My dad died in 2001. (He always said he wanted to live long enough to see that year, as the movie 2001: A Space Odyssey intrigued him.
Well, anyway, since I can't visit my dad in person, I thought I would offer a small tribute to the man who, to a large degree, made me who I am.
My dad was a brilliant man, an engineer who had thirty-something patents in his name. He was a key player in the early years of Texas Instruments. But he also had a goofy sense of humor. Some of his favorite TV shows were Gomer Pyle, Hogan's Heroes, McHale's Navy and the Beverly Hillbillies. He also liked Popeye cartoons.
My dad loved animals of any kind.
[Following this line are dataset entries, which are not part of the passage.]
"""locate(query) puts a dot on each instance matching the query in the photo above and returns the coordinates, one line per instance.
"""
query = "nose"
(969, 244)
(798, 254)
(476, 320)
When I was little he and I were always conniving ways to get my mother to agree to more pets. When my parents retired to a lake house, he learned to fish but had a terrible time cleaning fish--he hated to kill them and probably would have made pets out of them if not for my mother's objections.
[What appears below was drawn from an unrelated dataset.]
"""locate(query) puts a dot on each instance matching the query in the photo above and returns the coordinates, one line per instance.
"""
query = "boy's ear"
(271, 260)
He taught me how to fly a kite, ride a bicycle, drive a car and change a flat tire. He taught me how to paint a fence and how to hammer a nail straight.
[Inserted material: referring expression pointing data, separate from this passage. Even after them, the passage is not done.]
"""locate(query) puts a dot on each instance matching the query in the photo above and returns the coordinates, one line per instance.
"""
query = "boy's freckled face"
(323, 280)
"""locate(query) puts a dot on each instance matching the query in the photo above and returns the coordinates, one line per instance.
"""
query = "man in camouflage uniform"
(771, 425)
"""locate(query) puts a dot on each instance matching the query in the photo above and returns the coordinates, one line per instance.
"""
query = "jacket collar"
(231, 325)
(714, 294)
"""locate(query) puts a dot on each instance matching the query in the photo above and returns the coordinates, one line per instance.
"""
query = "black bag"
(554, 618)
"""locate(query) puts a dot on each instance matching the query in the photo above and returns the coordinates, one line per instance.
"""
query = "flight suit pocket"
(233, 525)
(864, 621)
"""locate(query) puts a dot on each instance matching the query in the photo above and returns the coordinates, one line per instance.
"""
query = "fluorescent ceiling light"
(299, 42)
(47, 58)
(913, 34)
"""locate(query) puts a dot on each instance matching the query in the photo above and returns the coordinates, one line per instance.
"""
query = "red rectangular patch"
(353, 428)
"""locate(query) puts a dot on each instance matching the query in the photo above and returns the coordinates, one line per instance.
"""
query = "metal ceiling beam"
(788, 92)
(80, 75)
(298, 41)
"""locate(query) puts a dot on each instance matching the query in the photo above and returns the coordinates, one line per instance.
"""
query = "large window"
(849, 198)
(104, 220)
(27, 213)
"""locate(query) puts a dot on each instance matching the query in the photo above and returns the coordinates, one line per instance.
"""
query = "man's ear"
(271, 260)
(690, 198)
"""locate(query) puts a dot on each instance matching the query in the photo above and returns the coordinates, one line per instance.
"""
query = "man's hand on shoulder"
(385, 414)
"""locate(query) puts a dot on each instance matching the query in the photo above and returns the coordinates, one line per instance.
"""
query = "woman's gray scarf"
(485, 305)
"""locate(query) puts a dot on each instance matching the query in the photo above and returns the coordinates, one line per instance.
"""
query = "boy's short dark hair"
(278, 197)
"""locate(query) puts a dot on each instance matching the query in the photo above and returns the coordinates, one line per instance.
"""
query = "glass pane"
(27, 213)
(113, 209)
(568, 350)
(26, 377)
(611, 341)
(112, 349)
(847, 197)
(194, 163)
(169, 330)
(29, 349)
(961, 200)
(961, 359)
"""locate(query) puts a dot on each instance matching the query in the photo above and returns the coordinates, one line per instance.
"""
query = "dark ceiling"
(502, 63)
I like to think I inherited my father's sense of adventure. When he was a young man, he lived in a Venezuelan jungle for a year, testing out the portable gravity meter he helped to invent. He loved to travel, and when I was a little girl he took six of his seven children and my mom to Europe for three months. We traveled all over in a Volkswagen bus.
My dad had quite a temper but he never raised a hand to any of his children or to my mom. He sent us to good schools and he took lots of home movies to document our childhoods. He never openly criticized the boyfriends my sisters and I brought home, though some of them were pretty scary. He loved my mom's cooking and would do just about anything for hot peach cobbler with ice cream. He also loved to cook hamburgers on the grill every Saturday night. He loved old movies. He bought a VCR back when they cost about $800, and he recorded hundreds of old movies off the TV and meticulously labeled them, with an index and everything.
He was extremely neat (and I most certainly did NOT inherit that tendency, I'm afraid to say!). My mom says that if he got up to go to the bathroom during the night, he combed his hair before he came back to bed. He read about one book per day and kept a record of every book he read.
I love you, Daddy, wherever you are.